Accelerating Towards Larger Deep Learning Models and Datasets – A System Platform View Point

Deep Learning (DL) is a rapidly evolving field under the umbrella of Artificial Intelligence (AI) with proven real-world use cases in supervised and unsupervised learning tasks. As the complexity of the learning tasks increases, the DL models become deeper or wider with millions of parameters and use larger datasets. Neural networks like AmoebaNet with 557M parameters and GPT-2 with 1.5 billion parameters are some of the recent examples of large models. DL trainings are generally run on accelerated hardware such as GPUs, TPUs or FPGAs which can satisfy the high computational demands of the neural network training. But accelerators are limited in their memory capacities. Larger the models, larger the memory required while training them. Hence, large DL models and large datasets cannot fit into the limited memory available on GPUs. However, there are techniques designed to overcome this limitation like compression, using CPU memory as a data swap, recomputations within the GPUs etc. But the efficiency of each of these techniques also depends on the underneath system platform capabilities.

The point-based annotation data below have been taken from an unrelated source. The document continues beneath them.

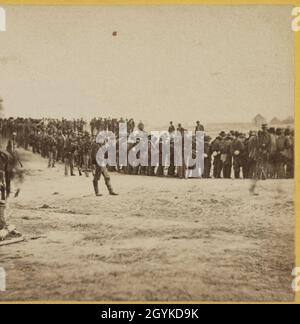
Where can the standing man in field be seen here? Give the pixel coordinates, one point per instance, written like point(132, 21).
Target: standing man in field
point(100, 169)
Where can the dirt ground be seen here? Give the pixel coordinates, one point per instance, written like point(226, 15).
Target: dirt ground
point(160, 240)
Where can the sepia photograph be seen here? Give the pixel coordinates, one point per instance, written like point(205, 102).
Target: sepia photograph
point(147, 153)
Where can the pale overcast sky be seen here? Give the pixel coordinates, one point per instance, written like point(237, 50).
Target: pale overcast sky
point(181, 63)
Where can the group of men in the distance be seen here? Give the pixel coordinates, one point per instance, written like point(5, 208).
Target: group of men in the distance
point(263, 154)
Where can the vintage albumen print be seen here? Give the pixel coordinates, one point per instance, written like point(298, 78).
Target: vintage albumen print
point(147, 153)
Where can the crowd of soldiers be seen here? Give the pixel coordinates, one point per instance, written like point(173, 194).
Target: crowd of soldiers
point(263, 154)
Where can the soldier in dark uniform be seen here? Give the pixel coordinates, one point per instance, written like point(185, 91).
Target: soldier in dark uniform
point(69, 154)
point(199, 127)
point(52, 150)
point(226, 157)
point(238, 153)
point(207, 157)
point(171, 128)
point(264, 148)
point(100, 170)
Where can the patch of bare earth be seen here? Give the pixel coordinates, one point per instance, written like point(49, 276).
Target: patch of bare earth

In this paper we present the observations from our study of training large DL models using data swap method on different system platforms. This study showcases the characteristics of large models and presents the system viewpoint of large deep learning model training by studying the relation of the software techniques to the system platform used underneath. The results presented in the paper show that for training large Deep Learning models, communication link between CPU and GPU is critical and the training performance can be improved by using a platform with high bandwidth link for this communication. The results presented are based on two DL models, 3DUnetCNN model for medical image segmentation and DeepLabV3+ model for semantic image segmentation.